Pondré mis bocas a la venta
bajo la sombra de un besar.
¿Sabes como versarme,
pintalabial y viva?
Prefiero detenerme así: al intento.
Pintalabial,
¿aprecias un paisaje
de versos y mentiras?
Dame los versos que ni pido,
pídeme besos que no doy.
Pondré a la venta cuatro versos
que nunca ayudan —nunca— nada.
Hay versos que incomodan
y besos condesordenantes.
¿Me quieres al besar?
Ya sabes que el berrinche
no da ningún abasto. ¿O sí?
¿El de otros, o ninguno?
Íntimo el beso disonante,
su brecha, bilabial y consensual,
desemboca en mi boca preferida.
Sí, hay versos que se me hacen en desorden.

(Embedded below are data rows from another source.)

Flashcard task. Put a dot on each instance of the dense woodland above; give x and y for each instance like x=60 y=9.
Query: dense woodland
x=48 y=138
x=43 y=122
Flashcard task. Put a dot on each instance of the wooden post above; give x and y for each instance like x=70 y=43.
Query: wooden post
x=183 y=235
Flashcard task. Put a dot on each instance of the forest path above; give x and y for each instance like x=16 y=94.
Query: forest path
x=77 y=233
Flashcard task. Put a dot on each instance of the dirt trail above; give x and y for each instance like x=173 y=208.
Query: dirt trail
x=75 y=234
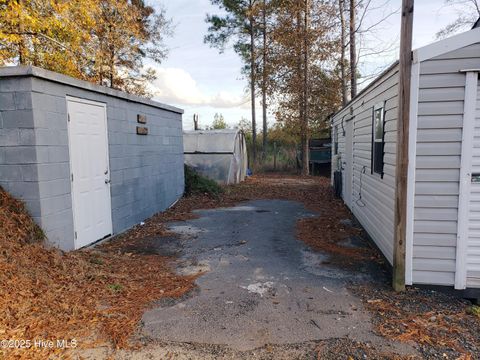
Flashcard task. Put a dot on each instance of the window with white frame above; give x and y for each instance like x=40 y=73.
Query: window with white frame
x=378 y=138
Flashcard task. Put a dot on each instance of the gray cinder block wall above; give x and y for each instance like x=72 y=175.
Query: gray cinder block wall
x=146 y=172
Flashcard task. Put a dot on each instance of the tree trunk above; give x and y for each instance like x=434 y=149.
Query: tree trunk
x=252 y=84
x=343 y=73
x=264 y=79
x=305 y=149
x=353 y=50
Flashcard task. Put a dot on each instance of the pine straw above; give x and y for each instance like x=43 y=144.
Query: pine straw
x=430 y=319
x=89 y=296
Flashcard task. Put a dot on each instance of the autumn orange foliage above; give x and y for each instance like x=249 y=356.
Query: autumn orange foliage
x=87 y=295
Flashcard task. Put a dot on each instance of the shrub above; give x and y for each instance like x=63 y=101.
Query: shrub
x=198 y=184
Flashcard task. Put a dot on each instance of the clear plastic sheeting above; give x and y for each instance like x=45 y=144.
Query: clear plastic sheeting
x=220 y=155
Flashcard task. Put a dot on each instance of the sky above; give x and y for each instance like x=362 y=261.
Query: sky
x=201 y=81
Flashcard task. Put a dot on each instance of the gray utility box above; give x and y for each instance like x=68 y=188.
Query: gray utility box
x=88 y=161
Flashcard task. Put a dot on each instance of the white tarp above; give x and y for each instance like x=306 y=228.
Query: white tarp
x=220 y=155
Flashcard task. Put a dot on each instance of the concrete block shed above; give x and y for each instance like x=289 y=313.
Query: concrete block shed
x=88 y=161
x=443 y=202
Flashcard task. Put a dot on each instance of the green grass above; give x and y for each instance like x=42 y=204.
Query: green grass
x=198 y=184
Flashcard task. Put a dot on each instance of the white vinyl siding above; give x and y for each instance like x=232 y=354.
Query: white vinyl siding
x=473 y=246
x=438 y=155
x=375 y=209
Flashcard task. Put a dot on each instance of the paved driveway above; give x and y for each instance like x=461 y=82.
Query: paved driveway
x=260 y=285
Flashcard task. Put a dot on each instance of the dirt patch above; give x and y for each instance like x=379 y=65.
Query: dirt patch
x=441 y=325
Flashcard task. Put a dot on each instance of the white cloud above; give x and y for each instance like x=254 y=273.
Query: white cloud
x=176 y=85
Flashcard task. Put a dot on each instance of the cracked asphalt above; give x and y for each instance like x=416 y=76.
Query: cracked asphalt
x=259 y=284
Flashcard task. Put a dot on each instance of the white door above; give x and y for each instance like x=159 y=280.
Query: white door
x=348 y=164
x=90 y=173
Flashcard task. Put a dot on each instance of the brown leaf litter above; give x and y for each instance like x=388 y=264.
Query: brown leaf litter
x=100 y=295
x=89 y=296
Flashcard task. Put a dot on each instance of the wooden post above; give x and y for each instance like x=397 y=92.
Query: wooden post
x=403 y=120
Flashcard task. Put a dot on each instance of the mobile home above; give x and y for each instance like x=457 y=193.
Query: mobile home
x=443 y=202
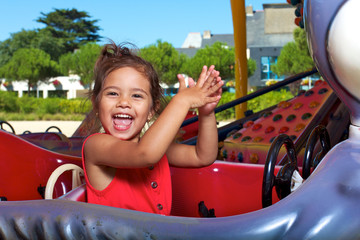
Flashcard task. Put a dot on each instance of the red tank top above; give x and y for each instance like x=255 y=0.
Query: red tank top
x=141 y=189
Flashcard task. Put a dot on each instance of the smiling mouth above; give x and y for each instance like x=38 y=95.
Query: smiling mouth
x=122 y=121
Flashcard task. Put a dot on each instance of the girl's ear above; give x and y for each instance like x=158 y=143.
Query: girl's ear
x=151 y=114
x=94 y=104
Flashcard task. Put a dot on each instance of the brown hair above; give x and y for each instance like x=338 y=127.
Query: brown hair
x=113 y=57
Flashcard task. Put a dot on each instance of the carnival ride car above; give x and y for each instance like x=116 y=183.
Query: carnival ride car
x=324 y=206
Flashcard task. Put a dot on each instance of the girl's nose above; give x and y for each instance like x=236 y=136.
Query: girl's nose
x=124 y=102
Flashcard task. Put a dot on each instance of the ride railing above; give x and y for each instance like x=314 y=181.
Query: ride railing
x=237 y=125
x=255 y=94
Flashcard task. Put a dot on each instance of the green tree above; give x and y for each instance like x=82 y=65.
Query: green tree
x=81 y=62
x=72 y=26
x=31 y=65
x=294 y=57
x=165 y=59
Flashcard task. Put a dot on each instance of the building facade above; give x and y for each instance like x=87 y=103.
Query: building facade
x=267 y=32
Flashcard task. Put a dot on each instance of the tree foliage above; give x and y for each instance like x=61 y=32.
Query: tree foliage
x=31 y=65
x=165 y=59
x=81 y=62
x=72 y=26
x=294 y=57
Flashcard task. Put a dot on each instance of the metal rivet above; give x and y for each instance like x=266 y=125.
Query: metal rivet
x=154 y=184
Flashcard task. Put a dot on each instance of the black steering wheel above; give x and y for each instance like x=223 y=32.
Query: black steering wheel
x=318 y=133
x=282 y=181
x=6 y=123
x=49 y=128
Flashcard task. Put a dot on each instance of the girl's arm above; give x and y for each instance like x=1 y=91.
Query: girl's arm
x=106 y=150
x=206 y=149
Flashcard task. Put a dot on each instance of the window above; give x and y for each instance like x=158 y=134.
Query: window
x=266 y=64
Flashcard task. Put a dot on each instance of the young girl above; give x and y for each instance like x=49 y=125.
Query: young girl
x=126 y=171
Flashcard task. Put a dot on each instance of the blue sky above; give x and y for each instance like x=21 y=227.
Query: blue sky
x=141 y=22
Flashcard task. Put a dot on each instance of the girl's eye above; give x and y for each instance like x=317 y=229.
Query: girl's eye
x=111 y=93
x=137 y=96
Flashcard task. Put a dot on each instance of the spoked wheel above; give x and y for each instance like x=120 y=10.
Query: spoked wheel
x=282 y=181
x=49 y=128
x=318 y=133
x=77 y=173
x=8 y=124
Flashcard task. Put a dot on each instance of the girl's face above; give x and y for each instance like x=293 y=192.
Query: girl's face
x=125 y=103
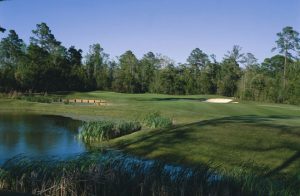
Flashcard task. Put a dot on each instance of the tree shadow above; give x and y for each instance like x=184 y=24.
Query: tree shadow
x=176 y=99
x=148 y=144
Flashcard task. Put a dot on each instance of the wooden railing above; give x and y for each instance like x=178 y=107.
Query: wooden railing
x=91 y=101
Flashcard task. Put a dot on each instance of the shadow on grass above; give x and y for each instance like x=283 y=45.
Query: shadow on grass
x=161 y=144
x=176 y=99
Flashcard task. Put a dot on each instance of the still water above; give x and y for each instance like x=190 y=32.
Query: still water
x=38 y=135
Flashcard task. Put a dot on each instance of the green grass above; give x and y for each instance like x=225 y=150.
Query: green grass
x=244 y=135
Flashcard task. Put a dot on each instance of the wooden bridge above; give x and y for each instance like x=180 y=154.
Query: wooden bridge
x=89 y=101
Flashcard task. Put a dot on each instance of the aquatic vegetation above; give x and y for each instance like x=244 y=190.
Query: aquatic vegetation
x=155 y=120
x=114 y=173
x=105 y=130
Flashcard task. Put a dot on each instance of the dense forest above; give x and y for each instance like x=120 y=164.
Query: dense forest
x=45 y=65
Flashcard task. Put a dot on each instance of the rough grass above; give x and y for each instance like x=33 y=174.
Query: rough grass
x=114 y=173
x=230 y=135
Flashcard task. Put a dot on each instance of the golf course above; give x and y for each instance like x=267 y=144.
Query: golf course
x=260 y=137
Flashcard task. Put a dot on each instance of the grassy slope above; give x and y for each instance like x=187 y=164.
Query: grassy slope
x=255 y=134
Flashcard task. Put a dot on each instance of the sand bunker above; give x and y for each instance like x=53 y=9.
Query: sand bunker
x=219 y=100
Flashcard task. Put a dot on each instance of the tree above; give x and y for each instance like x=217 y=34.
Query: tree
x=96 y=62
x=128 y=75
x=235 y=54
x=287 y=43
x=148 y=66
x=197 y=62
x=12 y=52
x=2 y=29
x=43 y=38
x=230 y=72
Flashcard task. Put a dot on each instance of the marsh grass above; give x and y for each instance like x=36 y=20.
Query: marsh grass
x=105 y=130
x=155 y=120
x=114 y=173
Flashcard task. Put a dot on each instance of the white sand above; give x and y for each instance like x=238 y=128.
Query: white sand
x=219 y=100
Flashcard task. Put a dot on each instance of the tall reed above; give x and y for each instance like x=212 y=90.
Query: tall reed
x=105 y=130
x=113 y=173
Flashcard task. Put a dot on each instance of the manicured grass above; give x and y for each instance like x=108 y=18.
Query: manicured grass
x=244 y=135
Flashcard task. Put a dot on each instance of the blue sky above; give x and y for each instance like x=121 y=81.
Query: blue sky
x=170 y=27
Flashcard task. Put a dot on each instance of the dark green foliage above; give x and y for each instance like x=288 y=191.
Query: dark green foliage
x=155 y=120
x=105 y=130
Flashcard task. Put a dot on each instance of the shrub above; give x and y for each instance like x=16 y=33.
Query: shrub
x=155 y=120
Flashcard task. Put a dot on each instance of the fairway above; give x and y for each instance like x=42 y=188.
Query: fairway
x=229 y=136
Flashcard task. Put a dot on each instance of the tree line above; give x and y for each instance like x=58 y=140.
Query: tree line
x=45 y=65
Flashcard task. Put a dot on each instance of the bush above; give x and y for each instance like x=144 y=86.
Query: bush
x=155 y=120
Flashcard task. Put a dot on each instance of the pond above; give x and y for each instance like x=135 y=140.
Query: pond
x=38 y=135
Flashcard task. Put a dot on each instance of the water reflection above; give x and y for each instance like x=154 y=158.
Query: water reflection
x=38 y=135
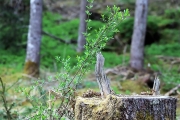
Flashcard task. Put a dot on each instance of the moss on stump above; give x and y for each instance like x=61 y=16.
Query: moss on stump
x=140 y=107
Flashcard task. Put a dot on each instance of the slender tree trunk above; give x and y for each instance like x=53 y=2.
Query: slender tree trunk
x=137 y=45
x=82 y=26
x=34 y=39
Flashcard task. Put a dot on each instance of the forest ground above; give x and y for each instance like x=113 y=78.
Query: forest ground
x=164 y=60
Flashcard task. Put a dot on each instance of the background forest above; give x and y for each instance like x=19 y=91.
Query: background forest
x=60 y=24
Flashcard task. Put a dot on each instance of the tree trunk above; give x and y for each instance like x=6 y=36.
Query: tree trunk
x=137 y=45
x=126 y=108
x=82 y=26
x=34 y=39
x=102 y=79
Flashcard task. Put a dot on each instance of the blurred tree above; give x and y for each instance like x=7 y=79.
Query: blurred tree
x=13 y=24
x=137 y=44
x=34 y=39
x=82 y=26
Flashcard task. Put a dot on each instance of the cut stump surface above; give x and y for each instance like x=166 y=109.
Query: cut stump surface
x=114 y=107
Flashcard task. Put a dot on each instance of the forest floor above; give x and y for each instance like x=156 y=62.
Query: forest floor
x=123 y=80
x=121 y=83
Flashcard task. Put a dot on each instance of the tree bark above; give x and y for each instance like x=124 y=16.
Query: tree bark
x=82 y=26
x=126 y=108
x=137 y=44
x=103 y=81
x=34 y=39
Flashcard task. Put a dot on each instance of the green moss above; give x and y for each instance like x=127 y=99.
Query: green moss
x=141 y=116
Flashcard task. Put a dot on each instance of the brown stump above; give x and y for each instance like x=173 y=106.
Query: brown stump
x=113 y=107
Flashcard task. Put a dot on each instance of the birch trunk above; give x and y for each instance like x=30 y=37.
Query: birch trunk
x=34 y=39
x=137 y=44
x=82 y=26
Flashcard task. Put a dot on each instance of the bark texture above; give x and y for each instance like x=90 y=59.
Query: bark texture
x=126 y=108
x=103 y=81
x=34 y=39
x=137 y=44
x=82 y=26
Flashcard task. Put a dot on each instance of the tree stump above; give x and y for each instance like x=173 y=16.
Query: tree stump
x=148 y=106
x=114 y=107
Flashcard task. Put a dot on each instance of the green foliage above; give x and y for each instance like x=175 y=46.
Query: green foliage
x=67 y=83
x=66 y=30
x=13 y=25
x=161 y=49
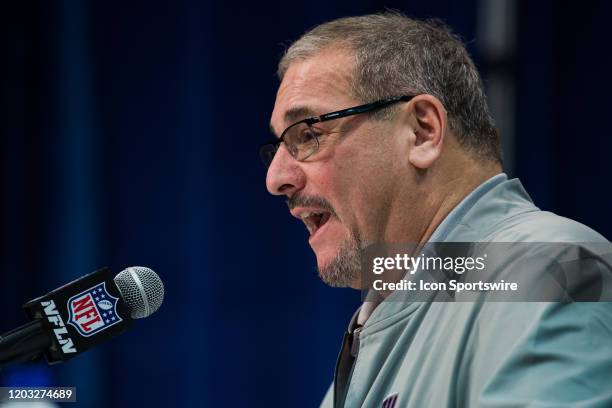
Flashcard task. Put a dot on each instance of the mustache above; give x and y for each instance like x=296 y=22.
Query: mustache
x=310 y=201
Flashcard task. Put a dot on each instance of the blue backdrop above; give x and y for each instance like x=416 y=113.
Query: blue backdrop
x=129 y=136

Si sabes que no te pido pan y agua,
¿cómo sabes que no te pido versos
bajo las sombras de besares?
Adán anduvo paraísos
en busca de sus bocas.
Eva versó serpientes siendo Adán.
Adanes somos siendo la culpa de sus versos.
La verdad, he serpenteado
sabiendo (¿o no?) de sus versares.
¿Aprecias de verdad la vida,
pintalabial consciente
de versos y patrañas?
Dame el verso que te he pedido,
pide-besos que no daré.
Atiéndeme de versos,
dulzor, ya sabes qué versar.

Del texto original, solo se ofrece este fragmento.